Teachers to strike in defiance of IRC order
TEACHERS will defy an order from the New South Wales Industrial Relations Commission (IRC) and strike on Wednesday.
The NSW Teachers Federation says the strike will go ahead because the State Government has not changed its position on giving principals more power.
A spokeswoman for the union says the federation does not know if defying the order will incur a penalty, Sydney media report.
The federation says it is working hard this afternoon (Monday) to let members know the strike is still on.
Justice Michael Walton today in the IRC ordered teachers not to strike, saying it wasn’t in the public interest.
The union was also told to display the order in a prominent place on its website no later than 3pm today.
A spokesman for the NSW Department of Education said it was hoping the union would abide by the order.
“(The strike) would only serve to disrupt students’ education,” the spokesman says.
The NSW Teachers Federation’s 300-member executive voted on Friday afternoon to embark on an all-day strike on Wednesday.
Teachers are upset at the government’s Local Schools Local Decisions policy, which proposes to give principals the power to control 70 per cent of a school’s budget and hire up to half of its staff.
The federation’s deputy president Gary Zadkovich says teachers feel they have no option but to go on strike because the government’s policies are damaging to students.

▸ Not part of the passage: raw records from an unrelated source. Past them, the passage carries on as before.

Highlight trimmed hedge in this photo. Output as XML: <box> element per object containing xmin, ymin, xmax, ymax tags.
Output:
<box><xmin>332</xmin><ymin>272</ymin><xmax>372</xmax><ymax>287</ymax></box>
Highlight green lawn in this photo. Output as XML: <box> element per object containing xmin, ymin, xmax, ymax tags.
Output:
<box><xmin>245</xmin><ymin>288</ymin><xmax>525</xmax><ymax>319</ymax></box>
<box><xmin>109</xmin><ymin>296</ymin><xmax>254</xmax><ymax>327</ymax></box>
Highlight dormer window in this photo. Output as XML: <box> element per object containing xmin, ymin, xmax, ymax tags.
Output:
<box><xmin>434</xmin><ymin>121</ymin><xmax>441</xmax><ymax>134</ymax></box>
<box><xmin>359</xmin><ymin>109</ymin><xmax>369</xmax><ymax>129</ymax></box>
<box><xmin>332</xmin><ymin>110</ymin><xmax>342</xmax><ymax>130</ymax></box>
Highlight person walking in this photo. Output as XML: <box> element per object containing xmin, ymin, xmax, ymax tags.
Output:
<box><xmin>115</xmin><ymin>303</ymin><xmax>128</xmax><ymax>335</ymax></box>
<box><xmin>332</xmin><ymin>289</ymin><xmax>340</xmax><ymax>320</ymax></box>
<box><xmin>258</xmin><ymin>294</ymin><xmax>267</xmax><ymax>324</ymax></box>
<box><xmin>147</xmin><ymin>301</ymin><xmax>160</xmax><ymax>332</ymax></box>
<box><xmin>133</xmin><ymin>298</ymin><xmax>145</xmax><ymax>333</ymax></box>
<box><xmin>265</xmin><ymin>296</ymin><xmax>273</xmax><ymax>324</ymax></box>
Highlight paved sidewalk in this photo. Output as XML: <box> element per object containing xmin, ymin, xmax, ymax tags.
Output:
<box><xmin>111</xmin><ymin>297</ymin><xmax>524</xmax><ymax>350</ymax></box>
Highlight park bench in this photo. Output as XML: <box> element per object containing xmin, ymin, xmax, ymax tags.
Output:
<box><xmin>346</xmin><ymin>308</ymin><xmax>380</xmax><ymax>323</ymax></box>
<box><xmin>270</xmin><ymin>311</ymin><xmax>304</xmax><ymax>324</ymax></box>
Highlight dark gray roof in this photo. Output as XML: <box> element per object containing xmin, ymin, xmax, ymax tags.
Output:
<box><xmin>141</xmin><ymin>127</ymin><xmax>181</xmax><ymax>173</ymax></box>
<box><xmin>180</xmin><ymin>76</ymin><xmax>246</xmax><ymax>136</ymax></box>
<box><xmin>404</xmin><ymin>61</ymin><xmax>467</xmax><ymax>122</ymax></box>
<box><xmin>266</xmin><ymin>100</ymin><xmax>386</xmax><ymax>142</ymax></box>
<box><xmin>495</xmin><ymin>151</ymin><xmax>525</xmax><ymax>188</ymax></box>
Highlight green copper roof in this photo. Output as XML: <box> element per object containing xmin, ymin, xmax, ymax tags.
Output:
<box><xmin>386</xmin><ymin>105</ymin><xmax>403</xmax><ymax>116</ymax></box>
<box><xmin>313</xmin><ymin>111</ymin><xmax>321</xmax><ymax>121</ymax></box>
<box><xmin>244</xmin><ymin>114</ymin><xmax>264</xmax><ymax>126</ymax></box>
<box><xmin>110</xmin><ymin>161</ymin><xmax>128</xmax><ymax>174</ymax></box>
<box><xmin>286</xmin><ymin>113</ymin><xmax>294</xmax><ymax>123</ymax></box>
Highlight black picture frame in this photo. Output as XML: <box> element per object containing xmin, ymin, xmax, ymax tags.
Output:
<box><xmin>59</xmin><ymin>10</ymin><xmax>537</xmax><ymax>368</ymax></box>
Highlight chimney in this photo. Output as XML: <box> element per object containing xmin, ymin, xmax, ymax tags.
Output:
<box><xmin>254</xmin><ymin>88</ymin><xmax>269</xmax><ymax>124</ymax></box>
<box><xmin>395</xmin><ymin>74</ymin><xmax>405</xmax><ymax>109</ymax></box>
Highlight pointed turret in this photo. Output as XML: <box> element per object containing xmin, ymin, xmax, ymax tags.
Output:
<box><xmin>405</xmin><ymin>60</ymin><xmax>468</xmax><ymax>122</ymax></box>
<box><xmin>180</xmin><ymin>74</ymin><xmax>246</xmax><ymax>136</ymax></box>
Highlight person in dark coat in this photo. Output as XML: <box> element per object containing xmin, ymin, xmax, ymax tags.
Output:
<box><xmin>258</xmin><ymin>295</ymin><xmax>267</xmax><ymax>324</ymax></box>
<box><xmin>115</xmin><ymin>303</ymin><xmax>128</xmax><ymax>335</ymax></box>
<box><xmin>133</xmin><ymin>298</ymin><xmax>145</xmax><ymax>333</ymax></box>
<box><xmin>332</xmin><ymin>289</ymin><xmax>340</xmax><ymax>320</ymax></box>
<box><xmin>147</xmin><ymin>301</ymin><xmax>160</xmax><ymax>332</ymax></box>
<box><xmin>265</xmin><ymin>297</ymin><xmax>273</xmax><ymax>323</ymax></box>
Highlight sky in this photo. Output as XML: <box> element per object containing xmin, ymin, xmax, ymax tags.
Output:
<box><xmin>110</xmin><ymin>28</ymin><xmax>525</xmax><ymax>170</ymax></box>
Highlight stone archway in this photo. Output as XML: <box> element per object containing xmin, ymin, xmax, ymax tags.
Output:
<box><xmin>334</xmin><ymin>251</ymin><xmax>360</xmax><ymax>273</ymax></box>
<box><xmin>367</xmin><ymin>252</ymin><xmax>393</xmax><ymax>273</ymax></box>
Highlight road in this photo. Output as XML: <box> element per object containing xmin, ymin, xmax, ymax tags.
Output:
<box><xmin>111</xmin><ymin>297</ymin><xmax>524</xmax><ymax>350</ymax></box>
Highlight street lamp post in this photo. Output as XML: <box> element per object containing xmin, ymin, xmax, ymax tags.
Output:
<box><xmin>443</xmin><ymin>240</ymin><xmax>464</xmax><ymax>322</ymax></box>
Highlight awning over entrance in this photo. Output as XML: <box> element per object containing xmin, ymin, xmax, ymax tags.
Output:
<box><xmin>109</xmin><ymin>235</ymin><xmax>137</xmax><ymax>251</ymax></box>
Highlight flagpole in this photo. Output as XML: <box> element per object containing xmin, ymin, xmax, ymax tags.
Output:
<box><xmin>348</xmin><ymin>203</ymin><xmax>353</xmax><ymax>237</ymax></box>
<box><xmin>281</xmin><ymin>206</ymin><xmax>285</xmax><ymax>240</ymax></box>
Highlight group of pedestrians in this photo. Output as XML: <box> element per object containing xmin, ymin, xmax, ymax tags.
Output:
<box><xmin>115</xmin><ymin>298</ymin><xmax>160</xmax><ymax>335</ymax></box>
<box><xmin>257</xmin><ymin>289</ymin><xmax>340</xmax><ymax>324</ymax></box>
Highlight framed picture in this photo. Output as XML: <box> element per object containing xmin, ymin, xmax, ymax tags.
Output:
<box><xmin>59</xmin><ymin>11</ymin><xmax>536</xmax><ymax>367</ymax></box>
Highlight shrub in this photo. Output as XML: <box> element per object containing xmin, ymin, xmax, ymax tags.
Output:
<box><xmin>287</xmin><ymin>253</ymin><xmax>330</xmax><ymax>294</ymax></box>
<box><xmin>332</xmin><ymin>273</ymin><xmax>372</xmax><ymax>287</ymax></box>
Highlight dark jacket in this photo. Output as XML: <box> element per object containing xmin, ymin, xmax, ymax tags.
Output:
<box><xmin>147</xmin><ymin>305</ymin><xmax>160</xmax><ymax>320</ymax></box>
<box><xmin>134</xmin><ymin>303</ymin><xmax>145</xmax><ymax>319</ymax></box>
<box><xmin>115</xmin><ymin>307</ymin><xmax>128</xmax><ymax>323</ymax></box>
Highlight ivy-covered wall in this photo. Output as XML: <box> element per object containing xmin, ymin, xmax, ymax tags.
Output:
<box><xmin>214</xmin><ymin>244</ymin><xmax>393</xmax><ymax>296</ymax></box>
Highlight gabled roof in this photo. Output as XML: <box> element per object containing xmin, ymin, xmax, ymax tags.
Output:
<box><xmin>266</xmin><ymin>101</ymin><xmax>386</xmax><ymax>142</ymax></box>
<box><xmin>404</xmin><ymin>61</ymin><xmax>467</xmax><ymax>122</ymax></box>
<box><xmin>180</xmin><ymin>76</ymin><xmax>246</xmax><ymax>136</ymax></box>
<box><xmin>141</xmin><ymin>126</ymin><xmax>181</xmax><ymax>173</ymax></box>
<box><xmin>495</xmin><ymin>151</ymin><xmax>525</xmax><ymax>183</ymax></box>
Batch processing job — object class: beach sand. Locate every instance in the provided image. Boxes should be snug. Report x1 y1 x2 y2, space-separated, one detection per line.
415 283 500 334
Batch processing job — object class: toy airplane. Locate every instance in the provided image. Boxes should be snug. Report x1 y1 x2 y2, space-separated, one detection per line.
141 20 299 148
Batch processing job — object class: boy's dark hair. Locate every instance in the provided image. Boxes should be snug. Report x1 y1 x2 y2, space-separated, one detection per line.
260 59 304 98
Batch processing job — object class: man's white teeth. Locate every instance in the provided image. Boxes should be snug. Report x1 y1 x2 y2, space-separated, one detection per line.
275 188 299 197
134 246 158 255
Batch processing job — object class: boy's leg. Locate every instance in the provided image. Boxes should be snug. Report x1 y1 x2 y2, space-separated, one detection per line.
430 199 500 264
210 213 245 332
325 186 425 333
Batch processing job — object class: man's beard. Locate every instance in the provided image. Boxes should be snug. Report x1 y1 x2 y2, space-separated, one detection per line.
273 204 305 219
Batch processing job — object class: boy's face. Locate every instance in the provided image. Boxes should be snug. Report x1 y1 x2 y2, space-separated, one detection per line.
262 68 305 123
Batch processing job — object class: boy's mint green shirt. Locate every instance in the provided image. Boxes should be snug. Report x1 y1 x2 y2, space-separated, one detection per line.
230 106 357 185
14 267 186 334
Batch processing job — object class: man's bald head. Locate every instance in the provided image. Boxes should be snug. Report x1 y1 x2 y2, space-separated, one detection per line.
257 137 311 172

“Local Schools Local Decision is a policy developed by treasury and the State Government to cut funding for our students in public schools,” Mr Zadkovich has told Sydney journalists.
“This is all about changing the way staffing is done in schools, changing the way the allocate resources so that when the budget is cut . . . when the teaching positions (are) reduced local principals, local schools will be blamed.”
Mr Zadkovich says Premier Barry O’Farrell should sign up to a charter put to him by the federation promising not to increase class sizes and not to reduce teaching positions.
“Make those guarantees and we’ll call the strike off,” Mr Zadkovich says.